Saturday, March 5

Today I accompanied Julia on her rounds through the Men’s Ward, then we walked to the agricultural and water projects. Overall, the hospital has many burn cases, many related to tobacco growing and curing. Also there are broken or crushed bones related to the use of ox-carts, and several attempted suicides. Other cases include a child, 11, with possible osteomyelitis; a snake bite; a boy, 16, who inflicted a deep gash in his foot while cutting wood for tobacco curing. There were cases of epilepsy; pneumonias and other HIV-related conditions; and TB.

First was a sad case, a six-year-old boy with severe burns to the chest, neck, and face. His grandparents had left him alone to work their field and returned to find that his clothes had caught fire. They didn’t know how it happened. His clothes were of a synthetic fabric that clung to the burned flesh. Next there is boy, a young teen, who fell from an ox cart and broke his femur just below the head. A pin is needed to correct the break, but referral is not possible and Julia said they cannot do open reductions, so the boy is in traction…for four days so far, with two or three weeks needed.

We come to a 48-year-old man lying in his hospital bed waving one arm in the air and calling out incoherently and may be convulsing. He’d attempted suicide by drinking the solution in which cattle are dipped to kill ticks. He seems in pain. Julia explains the circumstances. He may be an untreated epileptic who earlier attended prayer healing sessions. He’d gone to church and elders had told him something he didn’t understand, and he chose to take his life. His younger brother is by his side.

Someone tells me that the six-year-old boy is in the small theatre, which is used for cleaning wounds and similar procedures. She is changing the boy’s dressings and checking the skin grafts. The child is lying on his back, a nurse is holding his hands, and Neela drips normal saline on the bandages and talks softly to him as she gently peels them off. The child cries out, she speaks to him softly. Many of his cries are in fear that it will hurt rather than from the pain itself, and as soon as she stops, his voice drops to normal. They are speaking Shona, so I don’t know what words are being said, but the child is courageous also. The child has a bandage around each thigh, marking where the skin grafts were taken. These wounds must heal also. The grandmother was in the room for a time, then left to sit outside.

“This burn case is a big hospital expense, but then such cases tend to happen to the poorest of the poor…those who are least able to pay,” Neela says during a pause. She has given the child morphine to ease the pain, and it settles him some, but he still cries out.

The dressings off, Neela gently swabs the large wounded area. “Chop, chop!” – hurry, hurry! – the boy cries. Neela said that the child senses that these things must be done. The grafts, though small for the area of the wound, seem to be taking, Neela says. Even if the healing goes well, he faces a long and painful period of rehabilitation to prevent formation of contractures that could bend his head permanently to one side and cripple his arm.

I rejoin Julia. There are a series of HIV-positive patients. On, an old man with a CD4 count of 55 (normal is 800-1,200). His nephew and the nephew’s wife are with him. He was treated earlier for oral thrush and now a chest X-ray shows signs of pneumonia. We come to a young man with oral thrush and a CD4 count of 64, but his general condition is good. He will be treated for pneumonia, and he will start antiretrovirals the next time Julia visits his rural health clinic. He must bring his wife so that both understand how they are to be taken.

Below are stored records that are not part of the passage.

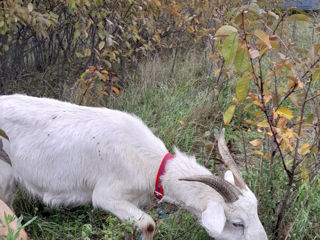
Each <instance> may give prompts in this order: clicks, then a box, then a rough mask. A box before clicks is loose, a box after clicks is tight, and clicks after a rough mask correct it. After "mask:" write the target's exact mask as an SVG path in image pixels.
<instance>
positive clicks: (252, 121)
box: [246, 120, 257, 125]
mask: <svg viewBox="0 0 320 240" xmlns="http://www.w3.org/2000/svg"><path fill="white" fill-rule="evenodd" d="M246 123H247V124H250V125H256V124H257V123H256V122H255V121H252V120H246Z"/></svg>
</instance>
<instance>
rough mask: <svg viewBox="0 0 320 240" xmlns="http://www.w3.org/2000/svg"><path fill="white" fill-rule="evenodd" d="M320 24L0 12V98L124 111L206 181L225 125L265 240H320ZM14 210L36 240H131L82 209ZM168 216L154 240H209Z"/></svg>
mask: <svg viewBox="0 0 320 240" xmlns="http://www.w3.org/2000/svg"><path fill="white" fill-rule="evenodd" d="M318 22H319V16H318V14H317V13H313V12H309V13H305V12H302V11H301V10H299V9H291V10H290V11H289V10H286V9H281V3H280V2H279V1H259V3H258V4H256V3H253V4H247V1H234V0H188V1H184V0H175V1H168V0H136V1H135V0H119V1H112V0H93V1H89V0H68V1H63V0H43V1H42V0H41V1H40V0H33V1H32V0H30V1H23V0H7V1H0V64H1V66H0V83H1V88H0V93H1V94H8V93H12V92H25V93H28V94H32V95H36V96H51V97H56V98H60V99H67V100H70V101H73V102H76V103H78V104H84V105H94V106H101V105H103V106H108V107H114V108H119V109H122V110H126V111H132V112H135V113H136V114H137V115H139V116H140V117H142V118H143V119H144V120H145V121H146V122H147V123H148V124H149V126H152V127H154V128H155V129H158V130H155V131H156V134H157V135H158V136H160V137H161V138H162V139H163V140H164V141H165V143H166V145H168V146H171V145H174V144H176V145H178V146H180V147H182V148H183V149H184V150H186V151H188V150H189V151H190V153H192V154H196V156H197V157H198V159H199V161H201V162H202V163H203V164H204V165H205V166H206V167H208V168H209V169H211V170H212V171H213V172H215V173H216V172H219V171H218V169H220V168H221V166H220V165H219V157H218V153H217V152H216V149H215V147H214V146H215V144H216V139H215V133H217V132H219V129H220V126H221V125H222V124H225V125H226V128H227V134H228V136H229V137H228V138H229V139H231V140H230V141H229V147H230V148H231V151H232V152H233V153H235V151H236V150H235V149H241V151H242V152H241V153H238V154H236V155H237V156H238V157H237V159H239V164H240V165H242V166H243V170H244V171H243V173H244V175H245V178H246V180H247V182H248V185H250V187H251V189H252V190H254V191H255V193H256V196H257V198H258V200H259V202H260V205H259V212H260V216H261V219H262V222H263V225H264V226H265V228H266V230H267V232H268V235H269V237H270V239H281V238H283V239H317V238H319V237H320V235H319V234H320V233H319V228H320V225H319V222H320V219H319V214H318V213H319V212H320V208H319V206H320V202H319V201H320V200H319V197H318V198H317V196H319V194H320V184H319V181H320V178H319V168H320V161H319V149H320V141H319V126H320V124H319V119H320V109H319V107H318V106H319V101H318V96H320V89H319V88H320V86H319V79H320V64H319V62H320V57H319V55H320V54H319V52H320V51H319V50H320V41H319V27H320V26H318ZM161 113H166V114H161ZM0 128H1V126H0ZM232 139H233V140H232ZM21 199H22V200H21ZM21 199H20V200H18V201H16V210H17V212H18V213H23V214H24V215H27V216H26V219H27V220H28V219H31V218H32V217H33V216H38V218H37V220H35V221H34V222H33V223H32V224H31V225H30V226H29V227H30V229H29V232H30V234H31V237H32V238H34V239H44V238H46V237H48V238H50V239H75V238H83V239H101V238H105V239H120V238H122V237H123V234H122V232H123V231H124V230H126V231H128V232H133V235H136V236H137V235H138V233H136V232H135V231H136V230H134V229H132V228H131V227H129V226H128V225H126V224H124V225H120V223H119V222H118V220H117V219H116V218H114V217H112V216H110V215H106V214H105V213H104V212H102V211H96V212H93V213H92V212H90V211H89V210H90V207H89V206H85V207H83V208H77V209H71V210H69V209H58V210H52V209H48V208H45V207H43V206H42V205H41V204H39V203H38V202H33V201H27V200H26V198H25V197H24V196H23V195H22V197H21ZM151 211H152V210H151ZM153 211H154V210H153ZM170 211H171V213H172V215H171V216H170V217H169V219H167V220H164V221H163V220H162V219H160V220H159V219H158V220H157V224H158V226H159V230H158V235H157V239H168V236H170V237H172V238H173V239H185V233H188V228H191V229H192V230H193V231H192V235H190V236H192V237H191V238H190V239H204V238H205V237H206V233H204V231H203V230H201V229H200V228H197V227H195V226H194V225H193V223H192V222H193V221H194V220H193V219H192V217H190V215H187V214H186V213H184V212H181V211H180V210H176V209H171V210H170ZM152 214H155V212H153V213H152ZM64 216H66V217H65V218H64ZM63 219H64V220H65V221H63ZM61 222H62V224H60V223H61ZM184 225H185V226H186V227H185V228H183V227H184ZM178 226H180V227H178ZM114 227H116V229H117V231H112V230H111V229H113V228H114ZM27 230H28V229H27Z"/></svg>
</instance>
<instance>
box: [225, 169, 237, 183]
mask: <svg viewBox="0 0 320 240" xmlns="http://www.w3.org/2000/svg"><path fill="white" fill-rule="evenodd" d="M224 180H226V181H227V182H229V183H231V184H232V185H235V183H234V176H233V173H232V172H231V171H230V170H228V171H226V172H225V174H224Z"/></svg>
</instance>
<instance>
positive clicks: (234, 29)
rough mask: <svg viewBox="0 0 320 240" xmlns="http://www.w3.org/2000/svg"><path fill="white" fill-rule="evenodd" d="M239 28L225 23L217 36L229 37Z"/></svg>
mask: <svg viewBox="0 0 320 240" xmlns="http://www.w3.org/2000/svg"><path fill="white" fill-rule="evenodd" d="M236 32H238V30H237V29H236V28H235V27H232V26H230V25H224V26H222V27H221V28H219V29H218V30H217V32H216V35H215V36H216V37H227V36H229V35H230V34H231V33H236Z"/></svg>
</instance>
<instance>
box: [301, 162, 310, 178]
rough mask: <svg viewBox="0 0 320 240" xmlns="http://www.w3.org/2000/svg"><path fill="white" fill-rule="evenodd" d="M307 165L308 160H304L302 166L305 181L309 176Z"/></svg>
mask: <svg viewBox="0 0 320 240" xmlns="http://www.w3.org/2000/svg"><path fill="white" fill-rule="evenodd" d="M306 165H307V164H306V161H304V162H303V163H302V166H301V178H302V180H304V181H305V180H307V179H308V177H309V173H308V169H307V166H306Z"/></svg>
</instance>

We come to an older man with burned forearms, suffered February 17. He comes from a nearby village and was attending to the fire while curing tobacco when he fell forward into the fire. His left arm was healing well, except for a small patch; the right has many raw areas and was developing contractures at the elbow. As a result, he cannot straighten it well. His employer came by and gave him some money for food; his brother-in-law is tending his fields. Julia tells him he must exercise it, extend it, or it will contract further as it heals.

The hospital is seeing many burns related to tobacco curing. Tobacco is a cash crop and several farmers did well last year growing, so more are growing it this year. Julia said that curing is often done through means other than the “traditional arrangement.” More tobacco-curing injuries were to come among the women and children.